I spent the next three years out of church, feeling alone and like God had some part to play in all of this. He didn’t. Or perhaps he did because I got out of the Young Church and found a much better church called His House. For years I’ve remembered RG and PC and the pain they caused me – I’ve been bitter and angry and for what? I think I’m ready to let go now and move on. What happened there and in that time was wrong, the manipulative way they spoke to people and encouraged anyone who was a friend not to talk to you again was wrong, and they were wrong to call what they were doing Godly.

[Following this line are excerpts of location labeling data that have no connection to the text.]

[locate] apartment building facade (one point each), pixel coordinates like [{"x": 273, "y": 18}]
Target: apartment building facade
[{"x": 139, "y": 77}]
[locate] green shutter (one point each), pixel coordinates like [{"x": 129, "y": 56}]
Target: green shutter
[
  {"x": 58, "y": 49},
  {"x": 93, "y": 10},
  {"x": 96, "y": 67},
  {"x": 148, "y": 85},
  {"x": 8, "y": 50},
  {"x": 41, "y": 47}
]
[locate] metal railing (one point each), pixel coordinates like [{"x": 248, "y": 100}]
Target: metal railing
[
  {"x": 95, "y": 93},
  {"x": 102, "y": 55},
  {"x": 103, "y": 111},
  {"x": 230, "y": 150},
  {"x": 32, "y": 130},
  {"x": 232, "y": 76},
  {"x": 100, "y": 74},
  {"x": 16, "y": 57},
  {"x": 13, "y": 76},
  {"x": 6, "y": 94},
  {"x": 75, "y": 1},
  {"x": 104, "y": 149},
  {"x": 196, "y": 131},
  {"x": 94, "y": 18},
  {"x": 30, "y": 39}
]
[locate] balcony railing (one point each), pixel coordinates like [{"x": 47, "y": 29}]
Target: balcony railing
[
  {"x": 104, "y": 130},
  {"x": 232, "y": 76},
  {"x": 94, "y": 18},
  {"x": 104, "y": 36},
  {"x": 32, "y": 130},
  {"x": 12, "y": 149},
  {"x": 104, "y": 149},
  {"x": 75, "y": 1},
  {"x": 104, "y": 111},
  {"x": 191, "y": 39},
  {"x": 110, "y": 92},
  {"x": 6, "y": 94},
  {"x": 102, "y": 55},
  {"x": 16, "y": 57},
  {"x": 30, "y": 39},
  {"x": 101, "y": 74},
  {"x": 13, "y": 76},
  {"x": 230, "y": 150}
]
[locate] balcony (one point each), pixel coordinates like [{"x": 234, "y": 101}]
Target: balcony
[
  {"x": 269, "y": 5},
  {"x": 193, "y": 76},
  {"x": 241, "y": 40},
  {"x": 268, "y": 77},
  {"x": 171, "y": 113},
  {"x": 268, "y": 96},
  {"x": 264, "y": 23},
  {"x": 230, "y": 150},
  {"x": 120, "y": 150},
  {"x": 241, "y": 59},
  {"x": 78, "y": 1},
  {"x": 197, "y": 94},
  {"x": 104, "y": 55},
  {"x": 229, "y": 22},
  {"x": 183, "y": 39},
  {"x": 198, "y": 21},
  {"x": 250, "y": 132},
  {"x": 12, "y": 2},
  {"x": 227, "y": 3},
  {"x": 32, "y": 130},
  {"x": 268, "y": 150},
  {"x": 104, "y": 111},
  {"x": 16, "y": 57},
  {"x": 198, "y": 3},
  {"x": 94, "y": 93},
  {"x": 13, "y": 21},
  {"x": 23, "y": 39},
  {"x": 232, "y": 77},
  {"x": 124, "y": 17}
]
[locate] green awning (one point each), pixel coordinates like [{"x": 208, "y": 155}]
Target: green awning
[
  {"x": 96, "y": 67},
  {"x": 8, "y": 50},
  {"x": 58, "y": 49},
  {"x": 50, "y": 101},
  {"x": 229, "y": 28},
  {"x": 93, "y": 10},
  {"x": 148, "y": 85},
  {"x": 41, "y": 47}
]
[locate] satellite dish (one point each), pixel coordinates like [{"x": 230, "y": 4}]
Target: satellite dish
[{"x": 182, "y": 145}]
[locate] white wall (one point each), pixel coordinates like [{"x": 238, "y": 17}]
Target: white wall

While my hope would be that this church was permanently shut down, especially because they didn’t seem to learn their lesson as the Young Church and made the front page of the paper for what they’ve done to a large number of people, instead I’m going to pray that everyone finds healing through stories, through honesty, and through seeking God’s word.

The idea of a false prophet isn’t just an idea. I greatly hope that the families who have lost their children to this church can find them again and get them back. Mine didn’t lose me, but I wasn’t allowed to stay – perhaps if I did my story would be different. Thank you, God for helping me get out.

My story didn’t end after I left. It continued that summer when I had conversations that seemed to be arranged by God, so to speak. I found no less than a dozen other women who had been ‘kicked out’ or told they didn’t love God enough, that they weren’t a good fit, or that they needed to give up relationships with their friends or family. Later on I found a fantastic church, His House, and grew to love the people there, without all of the crazy rules and hierarchy that was happening within the Young Church. I too was amused when they later named it Grace church, and hoped that perhaps with a new name, maybe they’d have new leadership and a better reputation.

To those of you who are still hurting, I pray you’ll find a way to let it go. And to those who may be still attending, I encourage you to open your eyes.